Il faut savoir, qu’à cette époque, beaucoup de scientifiques tentent par tous les moyens de faire de la culture in vitro des cellules humaines, mais tous échouent inexorablement. Ce fut différent pour celles d’Henreitta, celles-ci doublèrent au bout de vingt-quatre heures. Cette multiplication se répéta tant et si bien qu’elles perdurent encore aujourd’hui.


En conséquence, les cellules HeLa sont immortelles. Henrietta Lacks, elle-même est immortelle. Elle existe encore après sa mort et existera encore après la nôtre.

Depuis 1951, ses cellules sont dans tous les laboratoires du monde. Tous les étudiants, les laborantins, les chercheurs en biologie cellulaire et autres ont travaillé avec.

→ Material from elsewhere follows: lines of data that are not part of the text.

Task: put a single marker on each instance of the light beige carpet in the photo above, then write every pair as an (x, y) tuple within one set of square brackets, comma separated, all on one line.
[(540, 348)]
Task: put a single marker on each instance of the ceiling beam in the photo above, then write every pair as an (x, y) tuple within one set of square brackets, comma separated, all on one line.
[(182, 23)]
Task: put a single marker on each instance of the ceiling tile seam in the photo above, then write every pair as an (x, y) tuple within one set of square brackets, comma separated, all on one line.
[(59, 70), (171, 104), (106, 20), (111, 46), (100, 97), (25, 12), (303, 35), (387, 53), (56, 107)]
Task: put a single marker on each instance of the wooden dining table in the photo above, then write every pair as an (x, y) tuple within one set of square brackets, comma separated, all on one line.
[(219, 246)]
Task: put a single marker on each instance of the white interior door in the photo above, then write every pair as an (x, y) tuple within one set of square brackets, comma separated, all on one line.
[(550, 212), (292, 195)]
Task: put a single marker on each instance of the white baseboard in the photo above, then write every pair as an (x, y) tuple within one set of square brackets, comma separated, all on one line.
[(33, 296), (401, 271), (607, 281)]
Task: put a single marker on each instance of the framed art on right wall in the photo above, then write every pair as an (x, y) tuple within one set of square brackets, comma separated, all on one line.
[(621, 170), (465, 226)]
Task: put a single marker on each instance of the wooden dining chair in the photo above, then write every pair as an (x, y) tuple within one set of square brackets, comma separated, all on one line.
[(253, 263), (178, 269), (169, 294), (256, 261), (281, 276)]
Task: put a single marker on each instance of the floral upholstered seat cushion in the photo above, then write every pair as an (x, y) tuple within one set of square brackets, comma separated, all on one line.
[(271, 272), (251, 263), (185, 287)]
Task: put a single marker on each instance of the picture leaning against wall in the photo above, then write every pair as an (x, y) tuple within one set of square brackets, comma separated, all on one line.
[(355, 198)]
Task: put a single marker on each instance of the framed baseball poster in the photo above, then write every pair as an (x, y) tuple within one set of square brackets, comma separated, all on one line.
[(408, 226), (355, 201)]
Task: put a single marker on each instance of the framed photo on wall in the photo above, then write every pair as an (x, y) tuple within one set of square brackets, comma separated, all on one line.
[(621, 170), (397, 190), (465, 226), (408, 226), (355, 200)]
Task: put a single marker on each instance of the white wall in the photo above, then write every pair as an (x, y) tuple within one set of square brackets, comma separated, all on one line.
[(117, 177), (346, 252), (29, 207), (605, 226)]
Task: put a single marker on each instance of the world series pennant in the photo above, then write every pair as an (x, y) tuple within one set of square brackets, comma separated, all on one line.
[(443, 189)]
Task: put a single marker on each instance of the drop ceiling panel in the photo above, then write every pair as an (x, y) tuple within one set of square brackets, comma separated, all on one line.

Elles sont devenues un matériel biologique au même titre que les souris.

En plus de soixante ans, les cellules utérines de cette femme, ont soigné et sauvé des millions et des millions de vies sur cette terre.

Elles ont permis de trouver des vaccins comme celui de la polio, des traitements contre « l’herpès, la leucémie, l’hémophilie et la maladie de parkinson, d’étudier les maladies sexuellement transmissibles, la découverte du génome humain, l’identification d’un récepteur clé dans l’infection du virus HIV. Deux prix Nobel ont été décernés grâce à ces cellules, elles ont même été envoyées dans l’espace... La liste est si grande que je ne peux pas tout citer.

Il n’y a pas d’histoire extraordinaire sans injustice, Henrietta Lacks, cette Afro-Américaine des années cinquante, mère de cinq enfants, fut enterrée dans un trou sans pierre funéraire et ses héritiers vivent encore aujourd’hui dans la pauvreté. Les cellules volées d’Heinrietta Lacks ont permis de faire avancer la médecine sans que personne le sache et sans considération. Si l’histoire de cette femme n’a jamais été divulguée, c’est pour deux raisons simples : La honte et la cupidité.

Les laboratoires se sont enrichis grâce aux cellules HeLa et sur le dos de cette famille. Pendant des années, pour brouiller les pistes, Henrietta Lacks était appelée Helen Lane ou Helen Larson.